312871 - Content can access XBL compilation scope by using xbl.method.valueOf.call() or xbl.method.valueOf.apply()

Status: VERIFIED FIXED

(Core :: Security, defect, P2)

Description

[moz_bug_r_a4]

User-Agent:       Mozilla/5.0 (Windows; U; Windows NT 5.1; en-US; rv:1.7.12) Gecko/20050915
Build Identifier: Mozilla/5.0 (Windows; U; Windows NT 5.1; en-US; rv:1.9a1) Gecko/20051017 Firefox/1.6a1

Content can access XBL compilation scope by using xbl.method.valueOf.call() or 
xbl.method.valueOf.apply().

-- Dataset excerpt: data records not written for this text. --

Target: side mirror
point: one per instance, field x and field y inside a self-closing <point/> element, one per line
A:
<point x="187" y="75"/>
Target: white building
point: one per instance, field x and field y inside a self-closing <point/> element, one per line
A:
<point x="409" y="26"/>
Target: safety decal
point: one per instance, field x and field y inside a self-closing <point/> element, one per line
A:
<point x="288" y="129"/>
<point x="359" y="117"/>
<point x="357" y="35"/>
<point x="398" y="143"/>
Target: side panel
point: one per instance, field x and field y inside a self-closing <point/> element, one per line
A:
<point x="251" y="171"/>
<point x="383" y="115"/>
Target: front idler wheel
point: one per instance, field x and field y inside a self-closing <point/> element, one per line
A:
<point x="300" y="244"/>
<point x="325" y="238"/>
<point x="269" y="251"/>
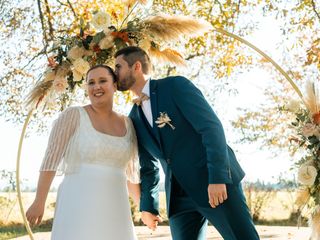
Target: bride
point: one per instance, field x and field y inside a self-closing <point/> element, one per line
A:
<point x="96" y="149"/>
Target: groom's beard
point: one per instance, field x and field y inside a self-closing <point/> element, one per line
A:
<point x="126" y="83"/>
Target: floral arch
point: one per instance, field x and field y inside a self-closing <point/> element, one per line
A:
<point x="98" y="40"/>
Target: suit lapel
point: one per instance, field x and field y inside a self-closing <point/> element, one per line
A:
<point x="154" y="108"/>
<point x="144" y="129"/>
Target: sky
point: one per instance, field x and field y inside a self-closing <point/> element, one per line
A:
<point x="258" y="165"/>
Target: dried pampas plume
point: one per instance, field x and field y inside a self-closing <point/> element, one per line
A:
<point x="168" y="28"/>
<point x="38" y="93"/>
<point x="167" y="55"/>
<point x="314" y="223"/>
<point x="130" y="3"/>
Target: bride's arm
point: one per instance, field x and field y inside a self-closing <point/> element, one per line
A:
<point x="36" y="210"/>
<point x="62" y="131"/>
<point x="134" y="192"/>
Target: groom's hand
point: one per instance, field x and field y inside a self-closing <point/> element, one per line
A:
<point x="151" y="220"/>
<point x="217" y="194"/>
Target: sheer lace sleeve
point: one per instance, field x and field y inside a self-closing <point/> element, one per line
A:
<point x="62" y="131"/>
<point x="133" y="168"/>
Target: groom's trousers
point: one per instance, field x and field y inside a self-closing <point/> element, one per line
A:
<point x="232" y="218"/>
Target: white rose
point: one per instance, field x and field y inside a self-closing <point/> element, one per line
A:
<point x="309" y="130"/>
<point x="60" y="84"/>
<point x="81" y="66"/>
<point x="106" y="42"/>
<point x="101" y="20"/>
<point x="77" y="76"/>
<point x="76" y="52"/>
<point x="145" y="44"/>
<point x="307" y="175"/>
<point x="293" y="105"/>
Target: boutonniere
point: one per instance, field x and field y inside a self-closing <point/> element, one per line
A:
<point x="163" y="120"/>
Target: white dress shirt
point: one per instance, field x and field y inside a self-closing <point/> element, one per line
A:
<point x="146" y="105"/>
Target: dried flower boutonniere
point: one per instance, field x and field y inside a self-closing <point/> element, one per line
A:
<point x="163" y="120"/>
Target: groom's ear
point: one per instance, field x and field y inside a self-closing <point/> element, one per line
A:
<point x="138" y="66"/>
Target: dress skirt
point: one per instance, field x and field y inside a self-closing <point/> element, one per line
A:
<point x="93" y="204"/>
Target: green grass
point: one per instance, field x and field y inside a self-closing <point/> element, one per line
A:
<point x="14" y="230"/>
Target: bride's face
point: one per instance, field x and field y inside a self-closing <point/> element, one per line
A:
<point x="101" y="86"/>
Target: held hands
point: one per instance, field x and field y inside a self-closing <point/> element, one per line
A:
<point x="35" y="213"/>
<point x="151" y="220"/>
<point x="217" y="194"/>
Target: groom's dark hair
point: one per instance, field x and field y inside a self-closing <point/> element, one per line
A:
<point x="133" y="54"/>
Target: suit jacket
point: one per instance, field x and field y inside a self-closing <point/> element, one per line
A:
<point x="195" y="152"/>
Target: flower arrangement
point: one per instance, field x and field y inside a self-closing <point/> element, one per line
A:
<point x="307" y="136"/>
<point x="97" y="41"/>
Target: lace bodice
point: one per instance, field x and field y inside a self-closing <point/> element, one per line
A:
<point x="74" y="140"/>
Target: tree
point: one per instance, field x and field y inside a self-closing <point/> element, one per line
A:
<point x="30" y="29"/>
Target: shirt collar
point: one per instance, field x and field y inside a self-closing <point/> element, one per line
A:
<point x="146" y="88"/>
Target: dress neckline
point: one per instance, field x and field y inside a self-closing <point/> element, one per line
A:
<point x="102" y="133"/>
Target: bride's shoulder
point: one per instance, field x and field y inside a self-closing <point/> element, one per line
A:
<point x="70" y="112"/>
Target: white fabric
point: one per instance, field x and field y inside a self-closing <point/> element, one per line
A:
<point x="93" y="204"/>
<point x="92" y="200"/>
<point x="146" y="105"/>
<point x="73" y="141"/>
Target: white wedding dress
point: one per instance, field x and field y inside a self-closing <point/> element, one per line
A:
<point x="92" y="200"/>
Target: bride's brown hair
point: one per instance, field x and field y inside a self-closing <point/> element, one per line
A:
<point x="109" y="69"/>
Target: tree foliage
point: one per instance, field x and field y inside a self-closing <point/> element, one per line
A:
<point x="30" y="28"/>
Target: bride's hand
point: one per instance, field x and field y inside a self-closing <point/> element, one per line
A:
<point x="35" y="213"/>
<point x="150" y="220"/>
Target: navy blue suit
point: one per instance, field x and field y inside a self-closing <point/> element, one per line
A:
<point x="192" y="156"/>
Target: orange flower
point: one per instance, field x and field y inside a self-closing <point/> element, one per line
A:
<point x="316" y="118"/>
<point x="96" y="48"/>
<point x="52" y="62"/>
<point x="122" y="35"/>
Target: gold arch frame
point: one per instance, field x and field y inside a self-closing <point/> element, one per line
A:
<point x="219" y="30"/>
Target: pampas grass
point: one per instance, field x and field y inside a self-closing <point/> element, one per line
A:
<point x="38" y="93"/>
<point x="167" y="55"/>
<point x="311" y="97"/>
<point x="171" y="28"/>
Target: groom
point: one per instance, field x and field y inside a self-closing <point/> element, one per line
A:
<point x="176" y="127"/>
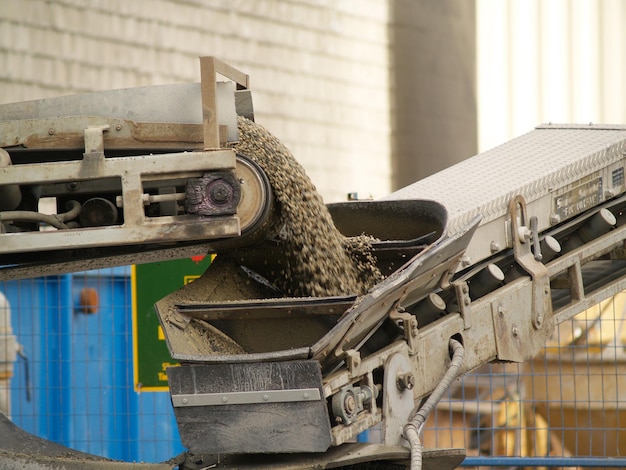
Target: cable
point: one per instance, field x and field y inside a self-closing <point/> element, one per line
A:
<point x="413" y="429"/>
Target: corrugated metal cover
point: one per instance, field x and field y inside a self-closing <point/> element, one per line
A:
<point x="534" y="164"/>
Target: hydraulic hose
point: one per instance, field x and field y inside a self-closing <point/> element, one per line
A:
<point x="55" y="220"/>
<point x="413" y="429"/>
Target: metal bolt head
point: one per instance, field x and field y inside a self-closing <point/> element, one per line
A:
<point x="405" y="381"/>
<point x="349" y="403"/>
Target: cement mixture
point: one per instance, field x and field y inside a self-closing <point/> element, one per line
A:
<point x="302" y="254"/>
<point x="316" y="259"/>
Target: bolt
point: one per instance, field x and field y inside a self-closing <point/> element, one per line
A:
<point x="405" y="381"/>
<point x="349" y="404"/>
<point x="220" y="192"/>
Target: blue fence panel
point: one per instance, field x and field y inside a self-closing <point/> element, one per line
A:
<point x="78" y="387"/>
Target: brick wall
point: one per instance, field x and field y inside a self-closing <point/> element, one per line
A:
<point x="320" y="69"/>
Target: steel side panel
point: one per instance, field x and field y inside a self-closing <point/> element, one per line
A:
<point x="538" y="165"/>
<point x="251" y="428"/>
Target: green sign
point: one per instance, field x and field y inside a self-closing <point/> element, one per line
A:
<point x="150" y="283"/>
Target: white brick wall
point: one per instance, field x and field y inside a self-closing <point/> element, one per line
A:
<point x="320" y="69"/>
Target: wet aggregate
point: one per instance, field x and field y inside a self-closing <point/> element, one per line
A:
<point x="315" y="259"/>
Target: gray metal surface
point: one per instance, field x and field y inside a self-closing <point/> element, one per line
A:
<point x="541" y="166"/>
<point x="22" y="450"/>
<point x="268" y="426"/>
<point x="243" y="398"/>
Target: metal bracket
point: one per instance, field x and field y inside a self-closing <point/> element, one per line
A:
<point x="94" y="141"/>
<point x="463" y="300"/>
<point x="409" y="325"/>
<point x="521" y="237"/>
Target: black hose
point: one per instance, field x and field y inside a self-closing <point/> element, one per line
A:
<point x="55" y="220"/>
<point x="413" y="429"/>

And can create a privileged function by using 
Function constructor in the XBL compilation scope.

trunk 20051017 and fx 1.0.7 and suite 1.7.12 are vulnerable.


<marquee id="m">marquee</marquee>
m = document.getElementById("m");
x = m.init.valueOf.call(null); // or .apply(null)
y = m.init.valueOf.call(); // or .apply()

On trunk:
x is: [object nsXBLPrototypeScript compilation scope]
y is: [object nsXBLPrototypeScript compilation scope]

On 1.0.x:
x is: [object nsXBLPrototypeScript compilation scope]
y is: [object Object]

x.Function can be used to create a privileged function, on trunk and 1.0.x.


When m.init.valueOf.call is called, m.init.valueOf's parent chain is used to 
find an object that should be used as |this| object, if |this| parameter is not
passed, or |this| parameter is null or undefined.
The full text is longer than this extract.